The casket of the late Supreme Court Associate Justice Ruth Bader Ginsburg is carried by a military guard up the steps of the US Capitol (REUTERS)

Members of the House and Senate who were not invited to the ceremony because of space limitations imposed by the coronavirus pandemic could pay their respects ahead of the casket being taken to the Capitol

The honour of lying in state has been accorded fewer than three dozen times, mostly to presidents, vice-presidents and members of Congress.
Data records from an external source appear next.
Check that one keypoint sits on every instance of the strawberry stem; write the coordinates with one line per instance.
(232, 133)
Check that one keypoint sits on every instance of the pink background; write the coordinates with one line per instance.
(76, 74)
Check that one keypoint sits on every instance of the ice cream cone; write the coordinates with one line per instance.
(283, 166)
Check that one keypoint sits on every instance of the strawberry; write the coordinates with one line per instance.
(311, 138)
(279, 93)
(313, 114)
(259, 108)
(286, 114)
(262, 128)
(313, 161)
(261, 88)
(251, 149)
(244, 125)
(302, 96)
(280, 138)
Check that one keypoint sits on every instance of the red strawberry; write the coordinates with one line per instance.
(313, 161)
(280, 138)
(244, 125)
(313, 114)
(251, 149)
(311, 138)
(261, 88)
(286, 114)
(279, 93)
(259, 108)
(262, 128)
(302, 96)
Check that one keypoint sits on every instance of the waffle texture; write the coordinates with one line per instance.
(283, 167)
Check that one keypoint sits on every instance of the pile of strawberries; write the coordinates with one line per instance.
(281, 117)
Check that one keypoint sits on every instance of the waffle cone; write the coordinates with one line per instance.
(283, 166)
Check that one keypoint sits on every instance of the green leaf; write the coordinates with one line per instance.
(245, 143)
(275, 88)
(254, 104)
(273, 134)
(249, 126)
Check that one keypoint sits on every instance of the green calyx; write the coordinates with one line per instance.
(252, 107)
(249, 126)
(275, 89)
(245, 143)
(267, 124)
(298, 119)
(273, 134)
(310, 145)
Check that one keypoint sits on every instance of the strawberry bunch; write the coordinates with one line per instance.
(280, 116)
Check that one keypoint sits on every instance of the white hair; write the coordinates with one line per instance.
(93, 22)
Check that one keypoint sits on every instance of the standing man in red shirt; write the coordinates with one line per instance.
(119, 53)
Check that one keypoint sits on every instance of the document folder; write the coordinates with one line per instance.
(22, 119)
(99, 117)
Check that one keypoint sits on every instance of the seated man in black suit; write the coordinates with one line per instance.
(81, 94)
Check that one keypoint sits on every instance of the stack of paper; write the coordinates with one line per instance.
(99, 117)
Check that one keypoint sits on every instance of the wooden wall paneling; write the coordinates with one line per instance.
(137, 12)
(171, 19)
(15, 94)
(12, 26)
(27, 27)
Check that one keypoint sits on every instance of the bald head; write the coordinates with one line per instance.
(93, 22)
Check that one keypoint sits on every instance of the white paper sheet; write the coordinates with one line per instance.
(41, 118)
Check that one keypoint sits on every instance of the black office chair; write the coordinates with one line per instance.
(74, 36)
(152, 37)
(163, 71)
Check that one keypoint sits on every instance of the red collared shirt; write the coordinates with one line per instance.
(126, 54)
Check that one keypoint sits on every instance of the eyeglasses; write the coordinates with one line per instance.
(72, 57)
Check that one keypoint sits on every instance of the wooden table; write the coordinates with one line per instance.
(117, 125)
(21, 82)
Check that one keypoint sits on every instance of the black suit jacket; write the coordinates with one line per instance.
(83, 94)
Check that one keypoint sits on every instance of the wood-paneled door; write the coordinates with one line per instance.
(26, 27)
Ruth Bader Ginsburg died last week aged 87

John Lewis, the civil rights icon, was the most recent person to lie in state after his death in July. Henry Clay, the Kentucky politician who served as Speaker of the House and also was a senator, was the first in 1852. Rosa Parks – a private citizen, not a government official – is the only woman who has lain in honour at the Capitol.

Ms Ginsburg has lain in repose for two days at the Supreme Court, where thousands of people paid their respects, including Mr Trump and first lady Melania Trump on Thursday.

US Congresswomen file through the Statuary Hall to pay their respects  (POOL/AFP via Getty Images)

Spectators booed and chanted “vote him out” as the president, who wore a mask, stood silently near her casket at the top of the court’s front steps.

Mr Trump plans to announce his nomination on Saturday of a woman to take Ms Ginsburg’s place on the high court, where she served for 27 years and was the leader of the liberal justices.